In adult education I have experienced first-hand that the support can be an afterthought by senior management and that getting the program launched so it can produce ROI is paramount. The problem with this is that a bad experience with elearning product support will cause hesitancy for the learner to look to this source for future education. The course materials may be top notch, but if the registration and technological support experience was poor it will can overshadow the course content. Also, word spreads fast so if one had a bad experience they’ll have no problem telling their friends. Regardless if the other learners would require support that would also produce a support issue the bad experience is already in their mind.
In some ways I think that support for online interactions has gotten worse primarily at the corporate level.

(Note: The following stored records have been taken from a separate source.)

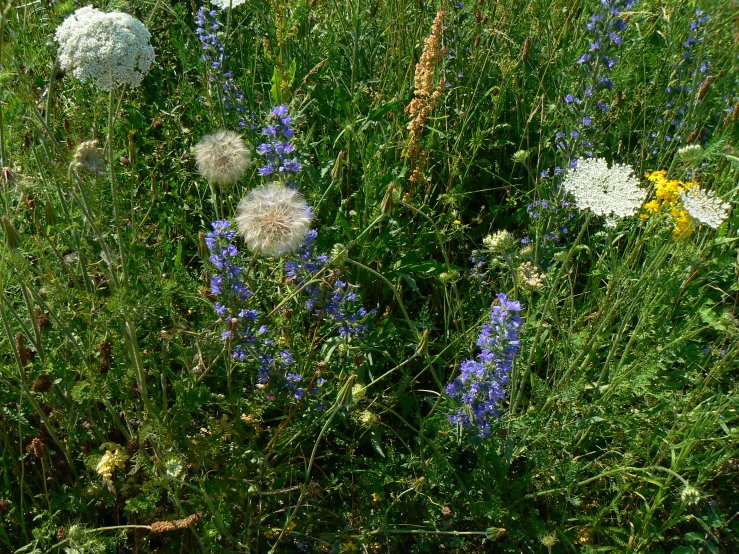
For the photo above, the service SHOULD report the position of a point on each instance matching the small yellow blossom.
(667, 192)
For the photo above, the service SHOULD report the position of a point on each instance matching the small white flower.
(529, 276)
(273, 219)
(499, 241)
(222, 157)
(604, 191)
(108, 48)
(705, 206)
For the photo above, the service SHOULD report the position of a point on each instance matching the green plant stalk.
(518, 385)
(135, 354)
(114, 187)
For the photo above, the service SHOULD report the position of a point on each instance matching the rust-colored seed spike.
(164, 526)
(20, 346)
(526, 48)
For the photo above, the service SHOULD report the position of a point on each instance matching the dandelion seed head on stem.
(222, 157)
(273, 219)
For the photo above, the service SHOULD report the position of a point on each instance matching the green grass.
(619, 428)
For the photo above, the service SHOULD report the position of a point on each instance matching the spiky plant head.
(222, 157)
(273, 219)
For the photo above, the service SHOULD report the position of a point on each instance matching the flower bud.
(387, 202)
(12, 238)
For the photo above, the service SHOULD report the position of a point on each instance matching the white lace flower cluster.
(705, 206)
(108, 48)
(613, 192)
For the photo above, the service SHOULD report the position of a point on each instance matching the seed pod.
(526, 49)
(12, 238)
(704, 88)
(43, 321)
(386, 207)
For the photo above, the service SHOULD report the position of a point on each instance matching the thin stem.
(114, 188)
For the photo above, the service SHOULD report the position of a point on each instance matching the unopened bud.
(423, 346)
(51, 218)
(12, 238)
(338, 165)
(387, 202)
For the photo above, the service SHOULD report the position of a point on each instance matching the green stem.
(114, 187)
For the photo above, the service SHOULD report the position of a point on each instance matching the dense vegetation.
(460, 356)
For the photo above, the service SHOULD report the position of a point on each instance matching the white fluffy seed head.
(108, 48)
(609, 192)
(705, 206)
(222, 157)
(273, 219)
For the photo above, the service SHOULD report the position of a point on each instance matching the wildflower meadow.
(369, 276)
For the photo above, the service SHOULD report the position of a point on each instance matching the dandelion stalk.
(114, 188)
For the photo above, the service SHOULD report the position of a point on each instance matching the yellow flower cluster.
(667, 192)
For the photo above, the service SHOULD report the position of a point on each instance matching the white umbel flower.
(604, 191)
(90, 157)
(705, 206)
(108, 48)
(273, 219)
(222, 157)
(500, 241)
(691, 154)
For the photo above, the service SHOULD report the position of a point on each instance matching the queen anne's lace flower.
(108, 48)
(90, 157)
(273, 219)
(705, 206)
(607, 192)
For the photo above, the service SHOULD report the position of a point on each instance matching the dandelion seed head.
(273, 219)
(222, 157)
(108, 48)
(605, 191)
(705, 206)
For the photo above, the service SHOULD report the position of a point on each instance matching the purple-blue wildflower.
(480, 385)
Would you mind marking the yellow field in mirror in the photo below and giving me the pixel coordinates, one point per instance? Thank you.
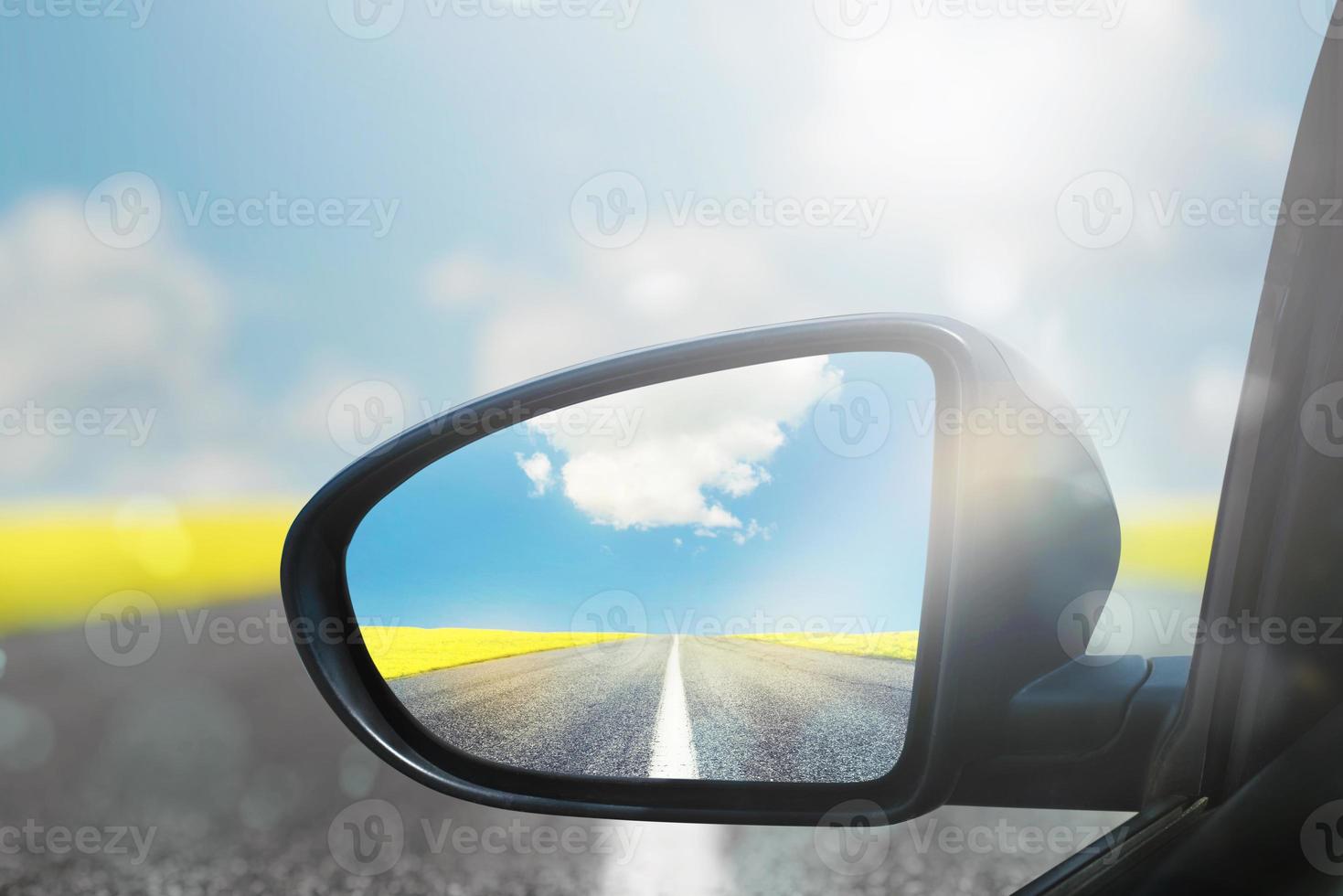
(59, 560)
(895, 645)
(404, 650)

Many companies providing education on their products or services have faltered greatly in by providing sub-par services that have been sent off-shore. Additionally, many use FAQs and key word searches in order to try and avoid transitioning the user to the less then quality “live” support it will be providing. I think all online support, not just in academia, needs to re-evaluate support needs and put the end-user first. Can you remember a really bad support experience you had? I’m sure there’s at least one that you’ll never forget!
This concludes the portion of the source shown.